El monasterio de Belorado es una persona jurídica y en cuanto tal goza de libertad religiosa, que comprende el derecho a cambiar de religión y separarse de cualquier iglesia o confesión (art. 18 de la Declaración Universal de los Derechos Humanos). El artículo 16 de la Constitución reconoce la libertad religiosa de “los individuos y las comunidades sin más limitación, en sus manifestaciones, que la necesaria para el mantenimiento del orden público protegido por la ley”. Es decir, que pueden separarse de una iglesia o confesión tanto las personas físicas como las comunidades, las personas jurídicas de base asociativa, como es el monasterio de Belorado.

Este derecho de separación se ejerce por medio de un acto o declaración unilateral que, por lo tanto, será válido y eficaz por sí solo, en el sentido de que rompe ipso iure el vínculo que había entre la persona titular del derecho y la iglesia o confesión a que había pertenecido hasta entonces. Para la efectividad de este derecho, el Estado no sólo debe abstenerse de cualquier acto de coerción dirigido a dificultar el cambio de religión sino que además debe articular los mecanismos necesarios para su efectividad. Y por si hubiera alguna duda, el ejercicio de este derecho no puede comportar sanción penal o de otro tipo.
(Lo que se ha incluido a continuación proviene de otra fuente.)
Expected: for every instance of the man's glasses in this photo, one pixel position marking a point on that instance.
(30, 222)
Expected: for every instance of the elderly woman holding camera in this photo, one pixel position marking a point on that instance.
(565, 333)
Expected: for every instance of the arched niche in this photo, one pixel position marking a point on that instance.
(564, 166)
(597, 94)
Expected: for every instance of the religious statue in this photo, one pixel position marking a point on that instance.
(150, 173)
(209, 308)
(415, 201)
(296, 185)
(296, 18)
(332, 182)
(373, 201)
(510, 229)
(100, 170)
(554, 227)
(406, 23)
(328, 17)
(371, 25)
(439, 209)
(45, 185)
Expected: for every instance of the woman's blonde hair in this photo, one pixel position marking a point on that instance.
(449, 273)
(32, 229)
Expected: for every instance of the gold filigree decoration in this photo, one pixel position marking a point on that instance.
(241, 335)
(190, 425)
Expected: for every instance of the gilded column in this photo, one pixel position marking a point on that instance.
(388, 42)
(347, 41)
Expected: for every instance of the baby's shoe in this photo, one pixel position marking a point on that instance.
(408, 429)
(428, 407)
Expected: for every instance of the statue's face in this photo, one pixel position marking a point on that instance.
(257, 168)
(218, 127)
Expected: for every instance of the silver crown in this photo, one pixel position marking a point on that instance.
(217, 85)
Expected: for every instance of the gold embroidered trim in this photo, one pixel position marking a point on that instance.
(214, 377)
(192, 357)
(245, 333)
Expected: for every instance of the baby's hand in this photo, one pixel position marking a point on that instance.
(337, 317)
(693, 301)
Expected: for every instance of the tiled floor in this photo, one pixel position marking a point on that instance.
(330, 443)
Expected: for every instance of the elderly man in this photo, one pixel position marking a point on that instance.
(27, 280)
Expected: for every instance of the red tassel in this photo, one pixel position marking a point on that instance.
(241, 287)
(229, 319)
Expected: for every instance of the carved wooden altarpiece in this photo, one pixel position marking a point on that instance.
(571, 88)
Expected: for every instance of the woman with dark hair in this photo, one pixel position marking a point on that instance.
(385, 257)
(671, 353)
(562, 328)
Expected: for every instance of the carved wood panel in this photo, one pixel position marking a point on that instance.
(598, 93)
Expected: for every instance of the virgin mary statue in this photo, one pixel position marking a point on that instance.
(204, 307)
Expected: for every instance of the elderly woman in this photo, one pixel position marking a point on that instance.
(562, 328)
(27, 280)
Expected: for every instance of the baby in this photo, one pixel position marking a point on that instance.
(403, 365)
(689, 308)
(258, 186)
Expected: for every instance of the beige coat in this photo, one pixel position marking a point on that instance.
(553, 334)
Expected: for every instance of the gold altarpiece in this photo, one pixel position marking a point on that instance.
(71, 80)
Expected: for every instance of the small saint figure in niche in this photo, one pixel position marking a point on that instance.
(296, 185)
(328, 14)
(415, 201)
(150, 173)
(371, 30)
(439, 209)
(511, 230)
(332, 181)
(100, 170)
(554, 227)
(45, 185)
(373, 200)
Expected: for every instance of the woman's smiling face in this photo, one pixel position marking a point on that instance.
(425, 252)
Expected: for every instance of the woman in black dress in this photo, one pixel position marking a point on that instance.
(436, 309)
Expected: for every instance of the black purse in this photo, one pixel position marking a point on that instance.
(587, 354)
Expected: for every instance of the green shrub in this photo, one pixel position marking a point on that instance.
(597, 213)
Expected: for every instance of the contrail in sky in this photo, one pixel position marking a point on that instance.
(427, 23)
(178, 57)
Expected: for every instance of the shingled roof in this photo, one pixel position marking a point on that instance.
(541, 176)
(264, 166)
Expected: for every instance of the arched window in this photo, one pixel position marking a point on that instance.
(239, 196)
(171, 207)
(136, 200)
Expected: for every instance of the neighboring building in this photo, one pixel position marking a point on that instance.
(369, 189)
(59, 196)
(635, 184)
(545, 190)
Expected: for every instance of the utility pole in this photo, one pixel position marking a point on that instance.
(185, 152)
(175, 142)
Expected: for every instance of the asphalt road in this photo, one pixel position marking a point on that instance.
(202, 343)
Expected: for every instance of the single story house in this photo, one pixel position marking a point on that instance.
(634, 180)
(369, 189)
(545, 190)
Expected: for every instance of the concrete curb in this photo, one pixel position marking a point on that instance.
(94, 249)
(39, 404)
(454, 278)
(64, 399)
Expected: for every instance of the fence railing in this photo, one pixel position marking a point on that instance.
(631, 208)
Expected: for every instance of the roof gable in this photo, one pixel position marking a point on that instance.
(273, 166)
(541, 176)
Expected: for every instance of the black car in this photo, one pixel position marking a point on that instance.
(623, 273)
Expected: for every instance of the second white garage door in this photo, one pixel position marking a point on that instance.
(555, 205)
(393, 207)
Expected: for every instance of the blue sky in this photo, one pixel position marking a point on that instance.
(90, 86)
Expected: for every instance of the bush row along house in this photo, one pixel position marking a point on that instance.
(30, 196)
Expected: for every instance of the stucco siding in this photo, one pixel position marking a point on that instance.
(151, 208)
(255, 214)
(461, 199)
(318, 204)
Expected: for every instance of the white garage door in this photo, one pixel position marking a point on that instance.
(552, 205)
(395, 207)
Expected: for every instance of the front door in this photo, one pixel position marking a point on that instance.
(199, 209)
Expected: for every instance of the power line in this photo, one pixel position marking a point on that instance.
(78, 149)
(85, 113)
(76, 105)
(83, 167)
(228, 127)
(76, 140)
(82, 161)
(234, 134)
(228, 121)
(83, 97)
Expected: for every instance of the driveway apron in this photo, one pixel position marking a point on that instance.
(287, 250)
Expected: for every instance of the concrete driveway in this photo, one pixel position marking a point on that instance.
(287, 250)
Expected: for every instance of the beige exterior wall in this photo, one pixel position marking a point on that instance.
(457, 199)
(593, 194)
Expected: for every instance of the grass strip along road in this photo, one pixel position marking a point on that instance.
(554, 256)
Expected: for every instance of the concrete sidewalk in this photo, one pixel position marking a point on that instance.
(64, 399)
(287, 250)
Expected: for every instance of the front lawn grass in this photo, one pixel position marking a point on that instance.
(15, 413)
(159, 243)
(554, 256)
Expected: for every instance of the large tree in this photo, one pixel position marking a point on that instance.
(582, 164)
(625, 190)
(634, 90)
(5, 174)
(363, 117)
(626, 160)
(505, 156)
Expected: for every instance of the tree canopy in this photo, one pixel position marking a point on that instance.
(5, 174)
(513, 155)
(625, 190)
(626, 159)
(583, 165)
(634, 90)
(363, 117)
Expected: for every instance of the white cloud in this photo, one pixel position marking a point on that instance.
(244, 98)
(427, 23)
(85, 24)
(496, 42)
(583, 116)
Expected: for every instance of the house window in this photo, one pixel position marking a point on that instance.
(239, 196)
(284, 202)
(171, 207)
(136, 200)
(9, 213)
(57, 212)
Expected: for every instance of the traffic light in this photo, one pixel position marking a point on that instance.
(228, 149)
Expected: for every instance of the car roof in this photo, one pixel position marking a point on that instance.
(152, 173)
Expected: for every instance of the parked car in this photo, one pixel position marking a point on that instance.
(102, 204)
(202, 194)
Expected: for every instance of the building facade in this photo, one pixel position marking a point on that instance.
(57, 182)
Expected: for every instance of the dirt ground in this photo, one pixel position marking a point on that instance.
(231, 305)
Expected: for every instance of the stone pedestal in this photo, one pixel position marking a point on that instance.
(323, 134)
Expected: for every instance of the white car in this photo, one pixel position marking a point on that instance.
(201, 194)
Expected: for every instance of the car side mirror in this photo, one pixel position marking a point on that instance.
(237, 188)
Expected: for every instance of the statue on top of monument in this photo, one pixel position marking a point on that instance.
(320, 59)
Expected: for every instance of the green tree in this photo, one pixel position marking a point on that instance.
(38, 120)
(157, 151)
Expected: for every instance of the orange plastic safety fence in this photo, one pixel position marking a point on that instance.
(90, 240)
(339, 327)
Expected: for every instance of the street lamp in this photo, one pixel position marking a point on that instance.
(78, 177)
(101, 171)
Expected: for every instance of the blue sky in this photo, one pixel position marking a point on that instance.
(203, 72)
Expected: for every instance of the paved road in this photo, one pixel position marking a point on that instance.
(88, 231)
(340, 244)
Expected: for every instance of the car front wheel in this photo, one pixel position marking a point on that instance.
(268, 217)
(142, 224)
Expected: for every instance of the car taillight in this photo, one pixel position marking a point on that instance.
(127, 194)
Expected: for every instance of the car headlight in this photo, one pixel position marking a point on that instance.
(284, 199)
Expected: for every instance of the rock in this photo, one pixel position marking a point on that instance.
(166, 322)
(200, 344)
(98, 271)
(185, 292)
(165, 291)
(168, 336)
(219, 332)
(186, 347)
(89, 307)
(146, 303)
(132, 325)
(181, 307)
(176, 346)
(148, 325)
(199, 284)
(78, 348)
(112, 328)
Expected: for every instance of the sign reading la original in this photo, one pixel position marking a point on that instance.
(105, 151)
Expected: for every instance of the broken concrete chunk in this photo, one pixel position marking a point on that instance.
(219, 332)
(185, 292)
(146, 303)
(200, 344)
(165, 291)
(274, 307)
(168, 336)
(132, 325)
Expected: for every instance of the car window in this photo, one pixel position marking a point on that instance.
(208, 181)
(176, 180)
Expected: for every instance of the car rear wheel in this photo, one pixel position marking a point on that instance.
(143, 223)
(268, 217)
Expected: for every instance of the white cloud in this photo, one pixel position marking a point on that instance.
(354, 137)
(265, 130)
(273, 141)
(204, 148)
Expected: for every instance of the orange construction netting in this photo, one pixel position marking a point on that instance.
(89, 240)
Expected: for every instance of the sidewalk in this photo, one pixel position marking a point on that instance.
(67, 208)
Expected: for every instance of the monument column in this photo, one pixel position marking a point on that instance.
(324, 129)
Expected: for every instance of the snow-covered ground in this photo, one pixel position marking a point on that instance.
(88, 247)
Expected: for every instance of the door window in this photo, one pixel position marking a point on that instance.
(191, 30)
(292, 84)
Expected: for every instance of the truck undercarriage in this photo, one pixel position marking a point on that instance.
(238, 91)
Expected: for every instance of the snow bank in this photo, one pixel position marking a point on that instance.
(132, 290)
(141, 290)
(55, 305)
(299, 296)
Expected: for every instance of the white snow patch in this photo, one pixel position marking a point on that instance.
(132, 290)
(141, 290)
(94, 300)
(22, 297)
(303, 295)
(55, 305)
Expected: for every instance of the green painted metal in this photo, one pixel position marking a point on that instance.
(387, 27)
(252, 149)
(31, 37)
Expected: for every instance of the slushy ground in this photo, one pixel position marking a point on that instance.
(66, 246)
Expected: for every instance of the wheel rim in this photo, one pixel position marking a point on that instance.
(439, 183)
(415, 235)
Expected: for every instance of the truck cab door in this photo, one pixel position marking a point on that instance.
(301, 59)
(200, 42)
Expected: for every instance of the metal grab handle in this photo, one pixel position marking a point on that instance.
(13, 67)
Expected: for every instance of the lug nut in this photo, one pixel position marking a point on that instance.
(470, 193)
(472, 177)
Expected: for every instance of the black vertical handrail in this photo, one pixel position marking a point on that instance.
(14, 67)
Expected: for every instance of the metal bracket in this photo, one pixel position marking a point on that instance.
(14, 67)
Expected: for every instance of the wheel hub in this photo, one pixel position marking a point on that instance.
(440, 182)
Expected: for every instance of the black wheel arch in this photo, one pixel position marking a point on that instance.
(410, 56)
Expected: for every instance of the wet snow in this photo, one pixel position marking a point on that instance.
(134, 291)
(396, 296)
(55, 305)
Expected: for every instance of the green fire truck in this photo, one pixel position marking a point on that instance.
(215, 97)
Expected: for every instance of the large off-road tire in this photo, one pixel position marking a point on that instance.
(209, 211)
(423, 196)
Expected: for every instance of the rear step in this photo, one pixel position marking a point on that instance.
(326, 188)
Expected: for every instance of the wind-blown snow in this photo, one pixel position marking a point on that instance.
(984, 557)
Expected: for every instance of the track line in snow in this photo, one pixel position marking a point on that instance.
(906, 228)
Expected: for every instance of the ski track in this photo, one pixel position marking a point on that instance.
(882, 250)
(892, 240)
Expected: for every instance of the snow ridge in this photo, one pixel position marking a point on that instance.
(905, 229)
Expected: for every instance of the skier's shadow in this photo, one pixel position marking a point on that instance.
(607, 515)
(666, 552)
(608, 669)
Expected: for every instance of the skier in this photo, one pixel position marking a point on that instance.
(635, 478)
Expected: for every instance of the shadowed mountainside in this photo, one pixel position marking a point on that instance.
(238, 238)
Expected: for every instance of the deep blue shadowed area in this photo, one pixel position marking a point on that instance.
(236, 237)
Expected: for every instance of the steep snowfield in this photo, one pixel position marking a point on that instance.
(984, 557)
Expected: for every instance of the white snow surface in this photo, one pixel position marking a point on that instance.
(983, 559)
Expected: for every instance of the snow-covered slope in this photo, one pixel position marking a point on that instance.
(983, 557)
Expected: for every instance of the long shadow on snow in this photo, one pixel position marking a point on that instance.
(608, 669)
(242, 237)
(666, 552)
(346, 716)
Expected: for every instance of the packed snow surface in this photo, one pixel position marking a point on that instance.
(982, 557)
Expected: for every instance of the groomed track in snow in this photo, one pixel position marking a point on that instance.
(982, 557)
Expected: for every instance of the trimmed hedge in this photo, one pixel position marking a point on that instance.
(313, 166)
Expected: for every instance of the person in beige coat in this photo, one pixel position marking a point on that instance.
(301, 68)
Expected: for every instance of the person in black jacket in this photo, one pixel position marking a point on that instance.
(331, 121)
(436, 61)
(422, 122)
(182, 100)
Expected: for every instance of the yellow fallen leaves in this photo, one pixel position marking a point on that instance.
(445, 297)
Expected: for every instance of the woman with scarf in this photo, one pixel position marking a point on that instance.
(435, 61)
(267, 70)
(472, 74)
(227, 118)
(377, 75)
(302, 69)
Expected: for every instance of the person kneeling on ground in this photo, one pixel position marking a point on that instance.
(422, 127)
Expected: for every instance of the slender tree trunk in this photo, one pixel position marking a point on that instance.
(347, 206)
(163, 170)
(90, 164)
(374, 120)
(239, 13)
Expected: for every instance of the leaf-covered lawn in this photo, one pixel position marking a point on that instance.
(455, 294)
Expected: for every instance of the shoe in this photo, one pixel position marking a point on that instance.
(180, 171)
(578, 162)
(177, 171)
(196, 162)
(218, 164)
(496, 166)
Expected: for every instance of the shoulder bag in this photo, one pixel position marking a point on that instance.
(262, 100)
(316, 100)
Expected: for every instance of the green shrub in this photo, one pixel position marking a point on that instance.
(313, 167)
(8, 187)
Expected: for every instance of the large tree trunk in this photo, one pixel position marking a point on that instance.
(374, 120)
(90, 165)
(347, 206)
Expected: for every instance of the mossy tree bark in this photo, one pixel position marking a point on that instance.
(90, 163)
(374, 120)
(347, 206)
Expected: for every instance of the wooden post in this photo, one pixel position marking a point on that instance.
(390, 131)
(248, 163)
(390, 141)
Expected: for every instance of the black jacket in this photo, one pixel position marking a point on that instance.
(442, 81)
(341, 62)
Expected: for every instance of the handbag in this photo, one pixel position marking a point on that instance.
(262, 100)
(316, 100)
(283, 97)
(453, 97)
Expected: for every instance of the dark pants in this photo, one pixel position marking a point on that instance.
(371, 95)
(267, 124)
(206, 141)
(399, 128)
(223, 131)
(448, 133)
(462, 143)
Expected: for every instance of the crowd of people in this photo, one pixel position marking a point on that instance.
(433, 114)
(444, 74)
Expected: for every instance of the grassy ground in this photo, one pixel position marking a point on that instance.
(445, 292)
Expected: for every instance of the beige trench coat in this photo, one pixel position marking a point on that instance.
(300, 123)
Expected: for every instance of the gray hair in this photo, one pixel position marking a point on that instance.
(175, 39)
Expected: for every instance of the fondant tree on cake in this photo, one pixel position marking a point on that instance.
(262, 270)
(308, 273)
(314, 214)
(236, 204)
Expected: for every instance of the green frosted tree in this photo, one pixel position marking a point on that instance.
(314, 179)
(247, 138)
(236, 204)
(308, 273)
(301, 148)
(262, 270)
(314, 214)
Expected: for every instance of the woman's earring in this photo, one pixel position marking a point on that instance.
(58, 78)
Una vez separado de la Iglesia, el monasterio conserva su personalidad jurídica porque no ha incurrido en ninguna causa de disolución y tanto su organización interna como su capacidad de obrar se regirán a partir de entonces por el Derecho civil español. Roto el vínculo con la Iglesia, deviene del todo inaplicable el Derecho canónico, que no es Derecho español (salvo las normas relativas a la disposición de los bienes eclesiásticos, como Derecho estatutario, por entidades que formen parte de la Iglesia Católica). Este parece ser el criterio expresado por el presidente de la Conferencia Episcopal Española, que se inclina por aplicar la legislación civil. El derecho de la Iglesia a organizarse libremente no puede servir para extender su poder y su Derecho a personas o comunidades que ya no son católicas. Pensemos en la monstruosidad que supondría aplicar el Derecho islámico a un budista o al revés. Ninguna ley civil autoriza la intervención de la Iglesia Católica sobre personas que no forman parte de la misma. ¿Cómo puede entonces la autoridad eclesiástica entrometerse en el poder de disposición de quien no acepta su autoridad? 

El monasterio o comunidad que se separa se va con sus deudas, pero también con sus bienes. Y, como cualquier otra persona, podrá venderlos, hipotecarlos, arrendarlos, etcétera, a quien estime conveniente. Y ningún notario se negará a formalizar tales actos. El notario no es en España un profesional que a su libre arbitrio pueda aceptar o rechazar un asunto, sino que es un funcionario, encargado de una función pública, obligado a prestar su ministerio cuando le requiera una persona interesada, salvo que le pida algo que sea contrario a la gramática, a la lógica o al Derecho. Y, por si ello no fuera suficiente, el notario español deberá atenerse a las declaraciones de los otorgantes y testigos y a los documentos que le presenten, prescindiendo de sospechas o conjeturas, incluso de conocimientos que haya podido obtener por otros medios. Y, en todo caso, habrá de abstenerse de apreciar buena o mala fe, fraude de ley o abuso de derecho, simulación, etcétera, que solo pueden ser declarados por un juez dentro de un procedimiento contradictorio.

Los edificios monásticos se venden, ahora y siempre. ¿Quién otorga la escritura? ¿La diócesis o el monasterio? ¿Y quién ostenta la representación: el obispo o el superior de la casa? No tiene ningún sentido negar la personalidad jurídica del monasterio, la propiedad de sus bienes ni el derecho a separarse de la Iglesia. Admitidas estas premisas, estimo difícil fundamentar la tesis contraria.